Reflecting on what we have written we recognise several things. Our training throughout was good: we had extensive exposure to patients and much practice in developing our clinical skills which remain the bedrock of medical practice. However, we recognise that clinical practice has changed beyond recognition and that accurate diagnosis has been greatly enhanced by modern technology, as have treatment options. Nevertheless, many now worry that continuity of care has been lost, as have the values and support embodied by the Firm.

 

We did not appreciate at the time the full significance of the 1944 Education Act which gave much increased free access to grammar schools.
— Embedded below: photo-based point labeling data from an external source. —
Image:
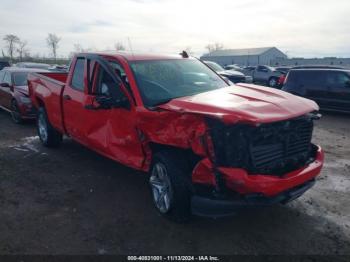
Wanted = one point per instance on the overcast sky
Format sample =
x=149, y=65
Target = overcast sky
x=310, y=28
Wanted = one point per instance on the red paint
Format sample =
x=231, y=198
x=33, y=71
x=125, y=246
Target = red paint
x=17, y=94
x=127, y=135
x=242, y=182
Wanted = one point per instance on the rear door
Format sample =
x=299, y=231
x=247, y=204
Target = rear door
x=338, y=87
x=74, y=100
x=112, y=131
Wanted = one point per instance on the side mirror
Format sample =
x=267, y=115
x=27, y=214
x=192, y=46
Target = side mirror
x=5, y=85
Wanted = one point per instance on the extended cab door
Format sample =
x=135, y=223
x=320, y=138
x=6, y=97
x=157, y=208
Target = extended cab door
x=108, y=130
x=74, y=98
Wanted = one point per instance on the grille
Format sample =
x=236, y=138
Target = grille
x=275, y=148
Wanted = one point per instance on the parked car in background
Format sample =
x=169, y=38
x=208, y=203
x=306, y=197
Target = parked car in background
x=3, y=64
x=330, y=88
x=58, y=68
x=209, y=148
x=283, y=69
x=233, y=67
x=33, y=65
x=266, y=75
x=233, y=75
x=14, y=97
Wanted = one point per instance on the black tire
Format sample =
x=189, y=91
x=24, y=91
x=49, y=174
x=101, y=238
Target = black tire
x=48, y=135
x=273, y=82
x=15, y=113
x=178, y=174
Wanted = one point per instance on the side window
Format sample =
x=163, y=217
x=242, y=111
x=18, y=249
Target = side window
x=119, y=70
x=78, y=75
x=107, y=86
x=7, y=78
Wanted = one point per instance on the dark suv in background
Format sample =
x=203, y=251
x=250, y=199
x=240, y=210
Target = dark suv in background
x=330, y=88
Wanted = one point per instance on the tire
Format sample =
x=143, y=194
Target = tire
x=170, y=185
x=15, y=113
x=49, y=136
x=272, y=82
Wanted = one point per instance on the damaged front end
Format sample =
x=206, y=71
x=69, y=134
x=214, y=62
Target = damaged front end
x=271, y=149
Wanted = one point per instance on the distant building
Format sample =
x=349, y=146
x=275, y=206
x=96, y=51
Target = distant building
x=246, y=57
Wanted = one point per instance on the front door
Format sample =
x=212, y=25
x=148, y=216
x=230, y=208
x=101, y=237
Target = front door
x=110, y=131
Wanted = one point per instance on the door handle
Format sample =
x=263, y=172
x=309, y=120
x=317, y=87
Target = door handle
x=67, y=97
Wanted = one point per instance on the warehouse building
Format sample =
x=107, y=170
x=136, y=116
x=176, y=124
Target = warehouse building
x=245, y=57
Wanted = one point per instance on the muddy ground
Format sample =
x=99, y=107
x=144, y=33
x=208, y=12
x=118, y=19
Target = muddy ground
x=73, y=201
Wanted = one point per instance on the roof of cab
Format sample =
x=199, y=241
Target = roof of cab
x=137, y=56
x=24, y=70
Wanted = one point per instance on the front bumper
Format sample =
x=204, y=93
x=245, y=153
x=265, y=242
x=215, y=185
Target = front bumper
x=210, y=207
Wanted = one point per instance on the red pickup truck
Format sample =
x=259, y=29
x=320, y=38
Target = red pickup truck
x=209, y=148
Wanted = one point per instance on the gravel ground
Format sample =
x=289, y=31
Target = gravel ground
x=72, y=201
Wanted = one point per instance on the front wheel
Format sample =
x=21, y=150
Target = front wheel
x=170, y=186
x=47, y=134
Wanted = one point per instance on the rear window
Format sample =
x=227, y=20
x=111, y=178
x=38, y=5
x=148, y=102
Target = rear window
x=78, y=75
x=20, y=79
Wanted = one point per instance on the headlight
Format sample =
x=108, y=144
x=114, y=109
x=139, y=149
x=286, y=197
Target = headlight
x=25, y=100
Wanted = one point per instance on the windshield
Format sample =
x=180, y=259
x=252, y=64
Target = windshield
x=214, y=66
x=159, y=81
x=20, y=79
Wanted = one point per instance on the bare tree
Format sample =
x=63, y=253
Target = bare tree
x=22, y=50
x=11, y=42
x=214, y=47
x=52, y=42
x=119, y=46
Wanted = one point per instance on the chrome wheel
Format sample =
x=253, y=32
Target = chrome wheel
x=161, y=188
x=42, y=127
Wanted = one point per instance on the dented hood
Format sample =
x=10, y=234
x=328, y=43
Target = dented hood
x=244, y=103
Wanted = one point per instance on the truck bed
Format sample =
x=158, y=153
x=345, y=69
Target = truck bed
x=45, y=89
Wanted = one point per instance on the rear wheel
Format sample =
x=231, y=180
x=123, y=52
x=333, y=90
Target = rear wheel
x=170, y=186
x=15, y=113
x=47, y=134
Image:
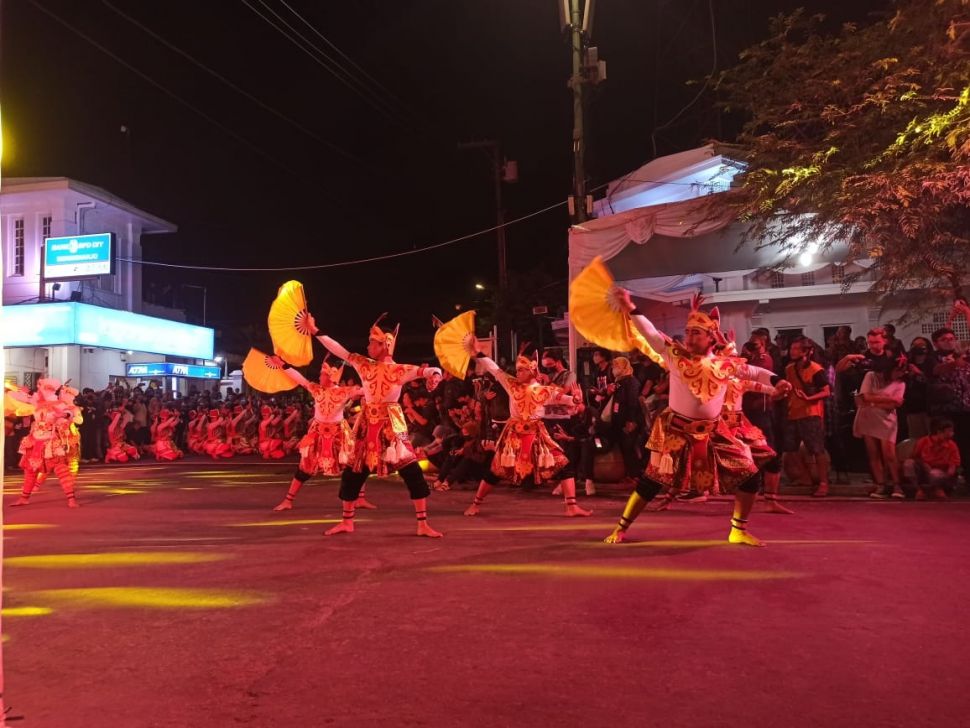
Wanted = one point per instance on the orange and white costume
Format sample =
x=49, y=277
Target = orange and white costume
x=119, y=449
x=328, y=446
x=165, y=448
x=217, y=436
x=525, y=448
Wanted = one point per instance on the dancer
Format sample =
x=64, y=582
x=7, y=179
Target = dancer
x=328, y=446
x=690, y=443
x=381, y=435
x=49, y=446
x=119, y=449
x=270, y=442
x=196, y=432
x=217, y=436
x=164, y=445
x=239, y=426
x=525, y=448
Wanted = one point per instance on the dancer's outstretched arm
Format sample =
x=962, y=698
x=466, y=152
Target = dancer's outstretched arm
x=657, y=339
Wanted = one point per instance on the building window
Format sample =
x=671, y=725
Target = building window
x=17, y=253
x=942, y=318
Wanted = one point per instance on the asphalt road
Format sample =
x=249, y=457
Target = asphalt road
x=174, y=597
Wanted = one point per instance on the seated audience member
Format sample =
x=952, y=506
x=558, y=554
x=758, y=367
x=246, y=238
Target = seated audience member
x=933, y=465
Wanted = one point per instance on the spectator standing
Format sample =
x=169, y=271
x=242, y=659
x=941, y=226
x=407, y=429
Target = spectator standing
x=933, y=465
x=879, y=397
x=806, y=409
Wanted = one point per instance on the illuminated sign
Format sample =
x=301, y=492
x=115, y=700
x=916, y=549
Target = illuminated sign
x=51, y=324
x=78, y=256
x=171, y=369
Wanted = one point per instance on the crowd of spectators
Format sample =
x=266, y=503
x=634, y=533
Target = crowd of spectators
x=853, y=402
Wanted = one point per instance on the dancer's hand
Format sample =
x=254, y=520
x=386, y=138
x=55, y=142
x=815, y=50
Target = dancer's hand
x=312, y=324
x=622, y=298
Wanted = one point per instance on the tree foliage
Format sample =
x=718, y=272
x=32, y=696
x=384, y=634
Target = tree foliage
x=862, y=135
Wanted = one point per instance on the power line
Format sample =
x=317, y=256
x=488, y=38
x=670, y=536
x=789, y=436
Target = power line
x=349, y=60
x=266, y=107
x=343, y=76
x=345, y=263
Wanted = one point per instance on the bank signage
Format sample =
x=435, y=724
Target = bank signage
x=170, y=369
x=79, y=256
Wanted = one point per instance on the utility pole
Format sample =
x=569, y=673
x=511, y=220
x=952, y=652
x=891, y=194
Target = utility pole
x=576, y=16
x=577, y=82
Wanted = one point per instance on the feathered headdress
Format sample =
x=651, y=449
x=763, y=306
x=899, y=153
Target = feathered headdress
x=388, y=338
x=527, y=362
x=335, y=373
x=697, y=319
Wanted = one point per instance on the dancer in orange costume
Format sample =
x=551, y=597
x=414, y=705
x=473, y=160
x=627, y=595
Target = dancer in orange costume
x=217, y=436
x=690, y=443
x=165, y=448
x=51, y=446
x=119, y=449
x=270, y=442
x=525, y=449
x=382, y=443
x=328, y=445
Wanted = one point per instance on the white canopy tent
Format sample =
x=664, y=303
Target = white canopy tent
x=667, y=250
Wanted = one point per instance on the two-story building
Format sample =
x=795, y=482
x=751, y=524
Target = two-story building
x=659, y=241
x=91, y=329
State and County Major Scholarships similarly allowed those who could not afford the fees to study for degrees including medicine, although this still only included some 10% of the population. These changes meant that doctors now came from a wider section of society.

 

The position of women has improved immeasurably in all society. In medicine, their ability to contribute at every level is now widely recognised and valued. This opening of society to women was beginning when we entered medical school. In 1962 when we qualified 5% of medical degrees were conferred to women; by 2010 this was 43% (Bolton). Parity in numbers overall has now been achieved and many women are found at the highest levels of the profession. One can speculate as to whether this correlates with modern more patient-centred practice.